Ontem e hoje, é mais fácil apaixonar-se por uma mulher do que reconhecê-la como sujeito de direitos, como pessoa. As mulheres sempre foram amadas, sobretudo as mães, as irmãs, as filhas, por vezes também as esposas. Mas não foram suficientemente respeitadas como sujeitos. Foram amadas porque davam à luz os nossos filhos, mas uma maternidade sem direitos tornou-se, frequentemente, uma armadilha para as mulheres. Todo o abuso sobre uma pessoa começa por não a reconhecer como sujeito autónomo e distinto de mim, que, portanto, tem um valor em si mesma, independentemente do valor que eu lhe atribuo porque “a amo” – muitos abusadores dizem que “amam” as pessoas de quem abusam, até mesmo os violentos e os assassinos. Quando a reciprocidade dos afetos não está assente nas reciprocidades das subjetividades, aquele amor não produz nenhum humanismo bom. No mundo existem muitos amores errados, que geram apenas dor. E, num mundo onde falta a reciprocidade nos direitos, não são apenas as mulheres a sofrer. Também os homens se sentem mal, pois a “felicidade” das relações servo-patrão é infinitamente menor do que a que nasce de uma reciprocidade entre pares. A falta de subjetividade e de respeito faz muitíssimo mal ao servo, mas também faz mal ao patrão, que não chega às formas mais altas da reciprocidade. Quando, porventura, um dia habitarmos verdadeiramente na terra da reciprocidade homem-mulher, essa terra conhecerá uma nova felicidade das mulheres e dos homens.
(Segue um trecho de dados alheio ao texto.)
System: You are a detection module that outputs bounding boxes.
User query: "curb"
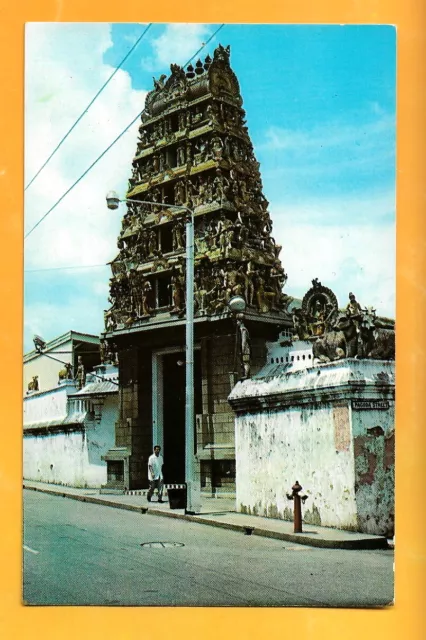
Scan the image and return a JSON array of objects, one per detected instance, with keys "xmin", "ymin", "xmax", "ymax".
[{"xmin": 23, "ymin": 484, "xmax": 390, "ymax": 550}]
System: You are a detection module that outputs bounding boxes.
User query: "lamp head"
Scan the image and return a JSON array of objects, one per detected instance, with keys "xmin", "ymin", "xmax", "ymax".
[
  {"xmin": 33, "ymin": 335, "xmax": 46, "ymax": 353},
  {"xmin": 228, "ymin": 296, "xmax": 247, "ymax": 313},
  {"xmin": 106, "ymin": 191, "xmax": 120, "ymax": 209}
]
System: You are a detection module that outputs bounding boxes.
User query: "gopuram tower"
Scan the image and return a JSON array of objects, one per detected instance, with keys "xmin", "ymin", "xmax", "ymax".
[{"xmin": 101, "ymin": 45, "xmax": 292, "ymax": 492}]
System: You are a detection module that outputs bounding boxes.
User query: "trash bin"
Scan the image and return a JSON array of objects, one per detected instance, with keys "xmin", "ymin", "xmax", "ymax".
[{"xmin": 167, "ymin": 484, "xmax": 186, "ymax": 509}]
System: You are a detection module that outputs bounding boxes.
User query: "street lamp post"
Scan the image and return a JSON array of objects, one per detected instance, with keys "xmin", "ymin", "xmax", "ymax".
[{"xmin": 106, "ymin": 191, "xmax": 201, "ymax": 514}]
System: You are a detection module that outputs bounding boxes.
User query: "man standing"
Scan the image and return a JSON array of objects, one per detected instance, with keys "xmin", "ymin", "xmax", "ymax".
[{"xmin": 147, "ymin": 444, "xmax": 164, "ymax": 502}]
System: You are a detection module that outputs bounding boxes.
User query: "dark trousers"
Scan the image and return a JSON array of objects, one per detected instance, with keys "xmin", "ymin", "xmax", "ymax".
[{"xmin": 147, "ymin": 478, "xmax": 163, "ymax": 500}]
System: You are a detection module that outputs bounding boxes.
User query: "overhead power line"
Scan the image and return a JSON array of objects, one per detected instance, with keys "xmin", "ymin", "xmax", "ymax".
[
  {"xmin": 24, "ymin": 24, "xmax": 225, "ymax": 240},
  {"xmin": 24, "ymin": 263, "xmax": 109, "ymax": 273},
  {"xmin": 25, "ymin": 22, "xmax": 152, "ymax": 191}
]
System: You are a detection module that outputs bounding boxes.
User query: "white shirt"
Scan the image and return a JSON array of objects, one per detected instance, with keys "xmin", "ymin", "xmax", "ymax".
[{"xmin": 148, "ymin": 453, "xmax": 164, "ymax": 480}]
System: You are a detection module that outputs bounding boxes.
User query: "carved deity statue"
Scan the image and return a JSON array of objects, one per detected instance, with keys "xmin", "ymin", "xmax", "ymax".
[
  {"xmin": 142, "ymin": 280, "xmax": 153, "ymax": 316},
  {"xmin": 28, "ymin": 376, "xmax": 39, "ymax": 391},
  {"xmin": 176, "ymin": 144, "xmax": 185, "ymax": 167},
  {"xmin": 172, "ymin": 220, "xmax": 185, "ymax": 251},
  {"xmin": 170, "ymin": 275, "xmax": 185, "ymax": 312},
  {"xmin": 75, "ymin": 356, "xmax": 86, "ymax": 389},
  {"xmin": 58, "ymin": 360, "xmax": 72, "ymax": 380}
]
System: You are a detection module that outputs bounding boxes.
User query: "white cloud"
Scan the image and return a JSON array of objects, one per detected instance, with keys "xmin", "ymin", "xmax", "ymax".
[
  {"xmin": 142, "ymin": 23, "xmax": 213, "ymax": 71},
  {"xmin": 25, "ymin": 24, "xmax": 146, "ymax": 344},
  {"xmin": 258, "ymin": 113, "xmax": 395, "ymax": 156},
  {"xmin": 271, "ymin": 194, "xmax": 395, "ymax": 317},
  {"xmin": 25, "ymin": 24, "xmax": 146, "ymax": 269}
]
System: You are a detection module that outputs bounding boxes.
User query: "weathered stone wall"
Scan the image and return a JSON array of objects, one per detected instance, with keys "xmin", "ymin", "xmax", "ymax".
[
  {"xmin": 23, "ymin": 397, "xmax": 117, "ymax": 487},
  {"xmin": 352, "ymin": 404, "xmax": 395, "ymax": 535},
  {"xmin": 236, "ymin": 403, "xmax": 357, "ymax": 529},
  {"xmin": 230, "ymin": 360, "xmax": 394, "ymax": 535}
]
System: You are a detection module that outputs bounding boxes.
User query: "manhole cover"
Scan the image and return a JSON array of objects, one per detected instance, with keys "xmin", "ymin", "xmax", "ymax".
[{"xmin": 141, "ymin": 542, "xmax": 185, "ymax": 549}]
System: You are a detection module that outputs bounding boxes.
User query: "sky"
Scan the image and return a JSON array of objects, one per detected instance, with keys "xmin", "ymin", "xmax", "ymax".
[{"xmin": 24, "ymin": 23, "xmax": 396, "ymax": 352}]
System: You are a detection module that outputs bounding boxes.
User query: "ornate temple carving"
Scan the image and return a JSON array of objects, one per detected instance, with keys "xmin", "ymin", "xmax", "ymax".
[
  {"xmin": 105, "ymin": 45, "xmax": 290, "ymax": 331},
  {"xmin": 292, "ymin": 278, "xmax": 395, "ymax": 362}
]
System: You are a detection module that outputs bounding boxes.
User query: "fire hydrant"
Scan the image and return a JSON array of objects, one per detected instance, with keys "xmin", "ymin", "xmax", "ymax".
[{"xmin": 286, "ymin": 480, "xmax": 308, "ymax": 533}]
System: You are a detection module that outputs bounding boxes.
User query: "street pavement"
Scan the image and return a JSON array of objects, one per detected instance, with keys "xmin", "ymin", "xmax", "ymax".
[
  {"xmin": 23, "ymin": 490, "xmax": 393, "ymax": 607},
  {"xmin": 24, "ymin": 480, "xmax": 388, "ymax": 549}
]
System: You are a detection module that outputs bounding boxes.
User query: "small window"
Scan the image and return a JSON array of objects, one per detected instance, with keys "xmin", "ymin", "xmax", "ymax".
[{"xmin": 160, "ymin": 225, "xmax": 173, "ymax": 253}]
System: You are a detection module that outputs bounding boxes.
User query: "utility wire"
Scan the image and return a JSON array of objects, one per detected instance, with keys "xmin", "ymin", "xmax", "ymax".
[
  {"xmin": 24, "ymin": 263, "xmax": 109, "ymax": 273},
  {"xmin": 25, "ymin": 22, "xmax": 152, "ymax": 191},
  {"xmin": 24, "ymin": 24, "xmax": 225, "ymax": 240}
]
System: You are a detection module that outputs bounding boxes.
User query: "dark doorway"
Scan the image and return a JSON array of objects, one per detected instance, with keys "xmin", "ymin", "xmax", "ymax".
[{"xmin": 163, "ymin": 349, "xmax": 202, "ymax": 483}]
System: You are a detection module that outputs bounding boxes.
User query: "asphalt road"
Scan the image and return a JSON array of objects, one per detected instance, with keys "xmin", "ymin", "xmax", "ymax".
[{"xmin": 23, "ymin": 491, "xmax": 393, "ymax": 607}]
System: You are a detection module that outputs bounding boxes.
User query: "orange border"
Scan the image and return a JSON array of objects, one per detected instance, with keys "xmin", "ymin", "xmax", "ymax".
[{"xmin": 0, "ymin": 0, "xmax": 426, "ymax": 640}]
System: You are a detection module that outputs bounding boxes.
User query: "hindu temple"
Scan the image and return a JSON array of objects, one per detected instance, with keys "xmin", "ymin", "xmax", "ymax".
[{"xmin": 104, "ymin": 45, "xmax": 292, "ymax": 493}]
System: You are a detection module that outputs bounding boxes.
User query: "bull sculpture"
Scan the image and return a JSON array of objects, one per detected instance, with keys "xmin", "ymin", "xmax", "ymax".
[
  {"xmin": 358, "ymin": 308, "xmax": 395, "ymax": 360},
  {"xmin": 312, "ymin": 309, "xmax": 395, "ymax": 363}
]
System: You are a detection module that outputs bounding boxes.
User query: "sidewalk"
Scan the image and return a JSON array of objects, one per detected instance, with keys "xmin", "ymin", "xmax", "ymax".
[{"xmin": 23, "ymin": 480, "xmax": 389, "ymax": 549}]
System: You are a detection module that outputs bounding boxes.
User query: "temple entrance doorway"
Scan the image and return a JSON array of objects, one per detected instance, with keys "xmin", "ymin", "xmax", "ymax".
[{"xmin": 153, "ymin": 349, "xmax": 202, "ymax": 484}]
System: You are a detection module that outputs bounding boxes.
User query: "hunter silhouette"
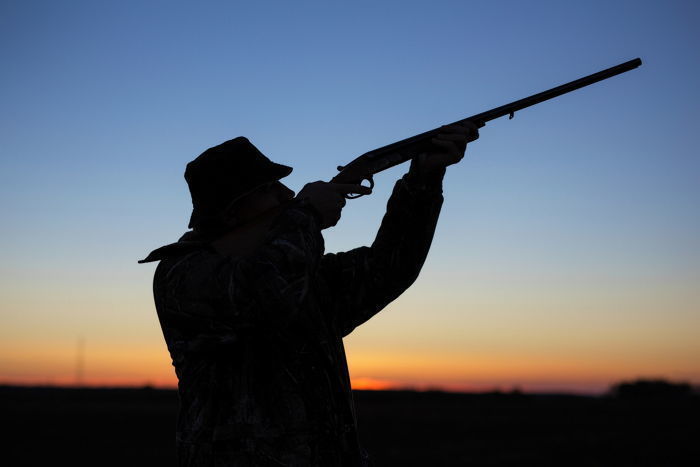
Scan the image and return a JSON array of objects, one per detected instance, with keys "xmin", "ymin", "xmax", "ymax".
[{"xmin": 140, "ymin": 123, "xmax": 478, "ymax": 467}]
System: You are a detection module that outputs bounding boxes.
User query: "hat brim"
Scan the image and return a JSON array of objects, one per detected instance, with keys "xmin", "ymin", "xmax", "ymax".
[{"xmin": 188, "ymin": 162, "xmax": 294, "ymax": 228}]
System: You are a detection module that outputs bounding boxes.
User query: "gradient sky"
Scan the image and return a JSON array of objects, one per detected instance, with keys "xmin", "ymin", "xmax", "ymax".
[{"xmin": 0, "ymin": 0, "xmax": 700, "ymax": 392}]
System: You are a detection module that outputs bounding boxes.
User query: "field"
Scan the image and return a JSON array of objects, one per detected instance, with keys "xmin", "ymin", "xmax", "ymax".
[{"xmin": 0, "ymin": 386, "xmax": 700, "ymax": 467}]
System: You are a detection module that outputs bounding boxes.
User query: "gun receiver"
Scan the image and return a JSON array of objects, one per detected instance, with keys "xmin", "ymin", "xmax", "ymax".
[{"xmin": 331, "ymin": 58, "xmax": 642, "ymax": 198}]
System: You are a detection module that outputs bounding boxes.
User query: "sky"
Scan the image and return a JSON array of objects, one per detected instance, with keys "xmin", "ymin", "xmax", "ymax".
[{"xmin": 0, "ymin": 0, "xmax": 700, "ymax": 393}]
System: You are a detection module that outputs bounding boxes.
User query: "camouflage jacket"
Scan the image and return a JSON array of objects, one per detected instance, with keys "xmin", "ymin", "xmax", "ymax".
[{"xmin": 143, "ymin": 172, "xmax": 442, "ymax": 467}]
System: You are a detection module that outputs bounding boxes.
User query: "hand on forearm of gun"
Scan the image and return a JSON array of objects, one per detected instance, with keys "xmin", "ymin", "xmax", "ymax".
[{"xmin": 411, "ymin": 121, "xmax": 479, "ymax": 180}]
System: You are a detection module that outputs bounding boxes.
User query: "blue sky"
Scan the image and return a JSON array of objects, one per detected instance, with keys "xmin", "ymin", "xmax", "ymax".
[{"xmin": 0, "ymin": 1, "xmax": 700, "ymax": 392}]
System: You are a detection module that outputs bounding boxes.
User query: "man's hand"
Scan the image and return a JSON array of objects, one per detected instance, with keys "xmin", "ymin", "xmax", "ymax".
[
  {"xmin": 296, "ymin": 181, "xmax": 372, "ymax": 229},
  {"xmin": 417, "ymin": 121, "xmax": 483, "ymax": 177}
]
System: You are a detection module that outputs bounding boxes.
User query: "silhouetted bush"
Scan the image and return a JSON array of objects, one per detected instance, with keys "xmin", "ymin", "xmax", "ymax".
[{"xmin": 610, "ymin": 379, "xmax": 693, "ymax": 399}]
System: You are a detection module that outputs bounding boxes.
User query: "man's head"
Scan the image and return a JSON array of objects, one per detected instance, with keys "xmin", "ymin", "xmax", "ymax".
[{"xmin": 185, "ymin": 137, "xmax": 294, "ymax": 231}]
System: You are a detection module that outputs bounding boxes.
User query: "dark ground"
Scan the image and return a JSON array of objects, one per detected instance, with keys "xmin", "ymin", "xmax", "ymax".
[{"xmin": 0, "ymin": 386, "xmax": 700, "ymax": 467}]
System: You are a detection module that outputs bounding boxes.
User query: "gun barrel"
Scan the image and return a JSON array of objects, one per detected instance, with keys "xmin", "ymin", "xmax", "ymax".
[
  {"xmin": 468, "ymin": 58, "xmax": 642, "ymax": 123},
  {"xmin": 364, "ymin": 58, "xmax": 642, "ymax": 161},
  {"xmin": 333, "ymin": 58, "xmax": 642, "ymax": 183}
]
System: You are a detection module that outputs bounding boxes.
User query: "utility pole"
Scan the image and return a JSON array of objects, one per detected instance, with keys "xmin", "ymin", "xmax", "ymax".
[{"xmin": 75, "ymin": 336, "xmax": 85, "ymax": 387}]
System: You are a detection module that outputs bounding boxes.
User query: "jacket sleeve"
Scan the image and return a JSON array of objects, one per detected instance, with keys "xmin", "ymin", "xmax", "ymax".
[
  {"xmin": 320, "ymin": 166, "xmax": 444, "ymax": 336},
  {"xmin": 154, "ymin": 201, "xmax": 324, "ymax": 337}
]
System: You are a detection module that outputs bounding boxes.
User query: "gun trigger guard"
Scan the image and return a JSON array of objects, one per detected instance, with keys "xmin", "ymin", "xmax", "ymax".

O livro de Rute não é importante porque nos fala de uma relação romântica entre Booz e Rute; é maravilhoso porque está entre os primeiros a falar-nos de direitos das mulheres que são reconhecidos pelos homens. Um livro que deve ser lido juntamente com outras passagens parecidas da Bíblia e, entre estas, o capítulo 27 do livro dos Números: «Aproximaram-se, então, as filhas de Selofad, que se chamavam: Maalá, Noa, Hogla, Milca e Tirça. E disseram: “Nosso pai morreu no deserto, sem deixar filhos homens. Porque é que o nome do nosso pai há de ser cortado da sua família por não ter tido filhos homens? Dá-nos propriedade entre os irmãos do nosso pai!” Moisés apresentou a causa delas diante do Senhor, e o Senhor respondeu a Moisés: “Sim, as filhas de Selofad têm razão”» (27, 1-7). Num mundo feito e gerido por homens, nos livros escritos por homens para homens, a Bíblia foi muito maior que os seus autores. Quis salvar as palavras e os nomes de Maalá, Noa, Hogla, Milca e Tirça, juntamente com os de Noemi e Rute. Nomes e palavras diferentes de mulheres que tiveram a coragem de pedir aos homens para as verem, para as reconhecerem, para as considerarem como portadoras de direitos e não apenas objetos de amor. O amor é demasiado pouco, a não ser que o eros floresça em ágape e na sua típica reciprocidade.

Moisés respondeu porque aquelas mulheres tiveram a coragem de perguntar, numa sociedade onde certas perguntas não se podiam fazer. Toda a libertação começa com um grito (Ex 2, 23). O nome daquelas mulheres deveriam ser os primeiros de cada história dos direitos das mulheres, de cada história da democracia. Esta não é religião; é sangue e carne. A Bíblia mudou o mundo falando-nos de Deus e falando-nos dos homens. Algumas raras vezes deu a palavra também às mulheres para que também nós a pudéssemos ouvir.